|Country of origin||United States|
|Application||low cost throttleable booster engine|
|Propellant||LOX / RP-1 (kerosene)|
|Thrust (sea-level)||4,900 kN (1,100,000 lbf)|
|Chamber pressure||177 bar|
The TR-107 was a developmental rocket engine designed in 2002 by Northrop Grumman for NASA and DoD funded Space Launch Initiative. Operating on LOX/RP-1 the engine was throttleable and had a thrust of 4,900 kN (1,100,000 lbf) at a chamber pressure of 17.7 megapascals (177 bar), making it one of the most powerful engines ever constructed. 
The TR-107 was built[when?] by TRW following the successful conclusion of the development program for the TR-106 engine, a similar throttleable engine of about half the thrust burning LOX/LH2 instead of LOX / RP-1. Tom Mueller, then VP of Propulsion Development at Northrop, was project manager for both the TR-106 and TR-107 engines.
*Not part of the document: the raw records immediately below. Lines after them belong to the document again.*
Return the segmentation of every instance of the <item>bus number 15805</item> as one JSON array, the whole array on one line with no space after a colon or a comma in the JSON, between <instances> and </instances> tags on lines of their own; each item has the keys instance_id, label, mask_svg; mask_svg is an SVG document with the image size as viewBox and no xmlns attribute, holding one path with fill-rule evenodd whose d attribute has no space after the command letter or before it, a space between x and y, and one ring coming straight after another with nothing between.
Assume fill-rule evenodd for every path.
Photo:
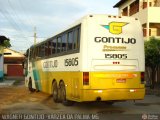
<instances>
[{"instance_id":1,"label":"bus number 15805","mask_svg":"<svg viewBox=\"0 0 160 120\"><path fill-rule=\"evenodd\" d=\"M64 59L64 65L65 66L77 66L78 65L78 57Z\"/></svg>"},{"instance_id":2,"label":"bus number 15805","mask_svg":"<svg viewBox=\"0 0 160 120\"><path fill-rule=\"evenodd\" d=\"M127 59L127 54L105 54L105 58L110 58L110 59Z\"/></svg>"}]
</instances>

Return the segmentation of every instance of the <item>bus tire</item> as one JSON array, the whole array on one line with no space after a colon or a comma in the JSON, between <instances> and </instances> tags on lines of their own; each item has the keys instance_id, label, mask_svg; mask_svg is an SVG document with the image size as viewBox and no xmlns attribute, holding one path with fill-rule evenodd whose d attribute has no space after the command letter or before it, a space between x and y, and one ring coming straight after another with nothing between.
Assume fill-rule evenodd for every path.
<instances>
[{"instance_id":1,"label":"bus tire","mask_svg":"<svg viewBox=\"0 0 160 120\"><path fill-rule=\"evenodd\" d=\"M34 92L35 89L32 88L32 79L30 78L29 82L28 82L28 89L30 92Z\"/></svg>"},{"instance_id":2,"label":"bus tire","mask_svg":"<svg viewBox=\"0 0 160 120\"><path fill-rule=\"evenodd\" d=\"M74 104L74 102L66 99L66 88L65 88L64 82L61 81L59 85L60 85L60 93L61 93L60 99L61 99L63 105L72 106Z\"/></svg>"},{"instance_id":3,"label":"bus tire","mask_svg":"<svg viewBox=\"0 0 160 120\"><path fill-rule=\"evenodd\" d=\"M55 103L58 103L59 102L58 87L57 87L57 82L56 81L54 81L53 84L52 84L52 96L53 96L53 101Z\"/></svg>"}]
</instances>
The engine used duct-cooling of the main combustion chamber and materials that would not interact with kerosene to minimize coking.
The duct separated the fuel from the chamber wall and allowed controlled cooling of the chamber to keep the temperature of the kerosene down. This approach simplified the engine in comparison with competing designs. By eliminating the regenerative cooling circuit, many large manifolds and associated plumbing were eliminated as well, reducing potential failure modes and improving engine reliability. The TR107 engine used oxygen-rich combustion (ORSC) products to alleviate soot build-up when running the turbo pumps. The goal of the development was to produce a large, low-cost, easy-to-manufacture booster engine.